After writing a Graphviz Dot language parser and one tree walker, I made the decision to go for a hub and spoke architecture vs a chained architecture. Where the hub was a Dot file and the spokes are multiple tree walkers.
I had already parsed the Dot language to populate an internal domain object. Next I needed to render this in a Java graphing library that allowed me to specify positional information for each node (I chose the prefuse library (http://prefuse.org)). I also knew I wanted to parse everything from one dot file that looked like so:
graph g { a [x=3,y=100] b [x=4,y=150] a--b; }
I saw two basic options:
- Update my current tree walker to read node and node attribute information, update my domain model to contain that information. Then write a converter from my domain model -> the prefuse graph object.

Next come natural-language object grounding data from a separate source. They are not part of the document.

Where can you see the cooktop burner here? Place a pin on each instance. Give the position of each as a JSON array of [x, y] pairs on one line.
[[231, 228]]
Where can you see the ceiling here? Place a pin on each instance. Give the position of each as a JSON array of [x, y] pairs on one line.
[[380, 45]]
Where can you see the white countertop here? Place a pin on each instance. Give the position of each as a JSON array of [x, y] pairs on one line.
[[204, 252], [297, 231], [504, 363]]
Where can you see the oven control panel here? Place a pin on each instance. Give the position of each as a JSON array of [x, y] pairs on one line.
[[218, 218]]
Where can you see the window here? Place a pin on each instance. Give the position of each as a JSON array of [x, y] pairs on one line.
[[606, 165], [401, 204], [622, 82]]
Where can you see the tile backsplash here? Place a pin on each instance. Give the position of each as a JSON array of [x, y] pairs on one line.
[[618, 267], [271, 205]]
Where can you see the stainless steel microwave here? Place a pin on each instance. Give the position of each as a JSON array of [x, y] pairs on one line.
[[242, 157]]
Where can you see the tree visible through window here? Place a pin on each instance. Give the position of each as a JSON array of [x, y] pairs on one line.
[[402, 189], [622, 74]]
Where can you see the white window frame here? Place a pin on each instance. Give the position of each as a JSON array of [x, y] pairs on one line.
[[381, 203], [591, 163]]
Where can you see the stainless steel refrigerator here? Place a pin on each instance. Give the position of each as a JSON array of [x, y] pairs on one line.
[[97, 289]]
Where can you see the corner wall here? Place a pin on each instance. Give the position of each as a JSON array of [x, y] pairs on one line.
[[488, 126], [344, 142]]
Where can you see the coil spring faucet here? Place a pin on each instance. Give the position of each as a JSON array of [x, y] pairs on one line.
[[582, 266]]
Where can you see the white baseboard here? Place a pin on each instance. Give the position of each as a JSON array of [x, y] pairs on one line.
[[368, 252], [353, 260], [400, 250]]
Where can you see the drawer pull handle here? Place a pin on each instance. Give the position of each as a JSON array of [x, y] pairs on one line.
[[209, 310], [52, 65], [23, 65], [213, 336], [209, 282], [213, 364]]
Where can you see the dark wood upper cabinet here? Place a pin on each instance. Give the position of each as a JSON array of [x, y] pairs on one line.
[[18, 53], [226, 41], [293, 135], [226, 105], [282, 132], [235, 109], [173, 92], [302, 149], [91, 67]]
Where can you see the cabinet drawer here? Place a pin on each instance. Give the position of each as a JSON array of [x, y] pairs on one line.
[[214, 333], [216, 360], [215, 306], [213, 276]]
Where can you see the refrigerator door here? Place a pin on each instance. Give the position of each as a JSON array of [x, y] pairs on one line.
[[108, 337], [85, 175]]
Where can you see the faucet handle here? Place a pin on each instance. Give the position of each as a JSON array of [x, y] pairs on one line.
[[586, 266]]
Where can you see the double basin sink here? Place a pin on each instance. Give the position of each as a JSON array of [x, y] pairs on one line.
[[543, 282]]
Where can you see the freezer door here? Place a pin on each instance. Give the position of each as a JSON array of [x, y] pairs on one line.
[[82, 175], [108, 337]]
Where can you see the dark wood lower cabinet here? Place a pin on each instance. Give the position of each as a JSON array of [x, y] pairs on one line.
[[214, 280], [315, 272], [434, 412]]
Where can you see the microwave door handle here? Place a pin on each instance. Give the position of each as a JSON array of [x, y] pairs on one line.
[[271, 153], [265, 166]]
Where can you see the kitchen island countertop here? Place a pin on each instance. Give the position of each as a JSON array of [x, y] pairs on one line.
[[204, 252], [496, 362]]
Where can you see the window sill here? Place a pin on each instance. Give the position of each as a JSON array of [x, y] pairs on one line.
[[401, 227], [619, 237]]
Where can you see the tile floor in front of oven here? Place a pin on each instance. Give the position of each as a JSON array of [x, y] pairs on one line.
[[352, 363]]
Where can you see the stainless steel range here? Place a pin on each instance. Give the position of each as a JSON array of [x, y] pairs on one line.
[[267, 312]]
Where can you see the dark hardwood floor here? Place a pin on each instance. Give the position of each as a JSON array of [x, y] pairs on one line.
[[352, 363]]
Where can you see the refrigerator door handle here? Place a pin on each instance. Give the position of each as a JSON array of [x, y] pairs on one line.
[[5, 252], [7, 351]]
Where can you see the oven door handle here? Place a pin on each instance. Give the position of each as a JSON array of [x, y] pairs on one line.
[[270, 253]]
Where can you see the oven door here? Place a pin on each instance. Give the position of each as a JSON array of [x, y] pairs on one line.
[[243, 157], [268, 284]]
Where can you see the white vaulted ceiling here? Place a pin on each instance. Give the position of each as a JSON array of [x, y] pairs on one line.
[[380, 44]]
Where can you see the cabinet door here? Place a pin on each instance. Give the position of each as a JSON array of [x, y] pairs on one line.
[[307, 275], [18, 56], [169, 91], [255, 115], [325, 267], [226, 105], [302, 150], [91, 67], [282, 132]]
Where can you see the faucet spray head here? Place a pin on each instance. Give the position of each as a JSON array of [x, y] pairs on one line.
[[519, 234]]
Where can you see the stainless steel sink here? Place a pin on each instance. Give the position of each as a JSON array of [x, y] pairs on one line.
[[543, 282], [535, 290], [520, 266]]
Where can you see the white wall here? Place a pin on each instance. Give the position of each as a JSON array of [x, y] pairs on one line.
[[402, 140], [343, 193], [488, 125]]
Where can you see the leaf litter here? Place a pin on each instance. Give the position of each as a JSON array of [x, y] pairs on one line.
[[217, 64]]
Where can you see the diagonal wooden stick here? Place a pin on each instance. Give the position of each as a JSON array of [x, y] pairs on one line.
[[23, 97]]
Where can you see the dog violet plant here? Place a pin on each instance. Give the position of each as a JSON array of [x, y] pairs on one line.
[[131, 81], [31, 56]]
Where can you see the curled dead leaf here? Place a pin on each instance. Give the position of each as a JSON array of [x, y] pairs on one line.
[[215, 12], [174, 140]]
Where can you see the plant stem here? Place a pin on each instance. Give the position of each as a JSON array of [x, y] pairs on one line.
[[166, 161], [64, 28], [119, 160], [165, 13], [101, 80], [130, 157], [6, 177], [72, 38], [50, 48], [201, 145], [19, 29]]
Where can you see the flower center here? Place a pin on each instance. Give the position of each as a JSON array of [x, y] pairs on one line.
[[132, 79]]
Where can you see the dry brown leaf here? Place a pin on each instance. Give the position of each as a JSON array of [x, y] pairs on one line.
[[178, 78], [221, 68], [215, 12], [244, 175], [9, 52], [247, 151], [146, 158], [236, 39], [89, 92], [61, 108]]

- Write a new tree walker that knows about node and node attribute information, and directly populates a prefuse graph object.
Option #1 seemed like a chained approach where #2 was more like a hub and a spoke. Clearly context is king, but in my context, going for a hub and spoke approach really seems like the best way to go, and looked like soooooo much less work (Option #1 has like a million pieces where #2 had like 0, really which would you do?).
I implemented option #2 and after working out the fiddly bits with prefuse it only cost 2 hours to build and test.
I think that's pretty fast.
It seems that Antlr really encourages going towards a hub and spoke architecture and in this case I think that turned out to be a really good thing. Now I have two spokes... how to build more??!?!?! If two is good more must be better right?
One mistake I made, I didn't do any unit testing of the dot language parser. The tree walkers are well tested so the parser is at least tested via integration. I haven't spent enough time figuring out how to test the parser, so I guess that's the next step that should have been the first step, oh well.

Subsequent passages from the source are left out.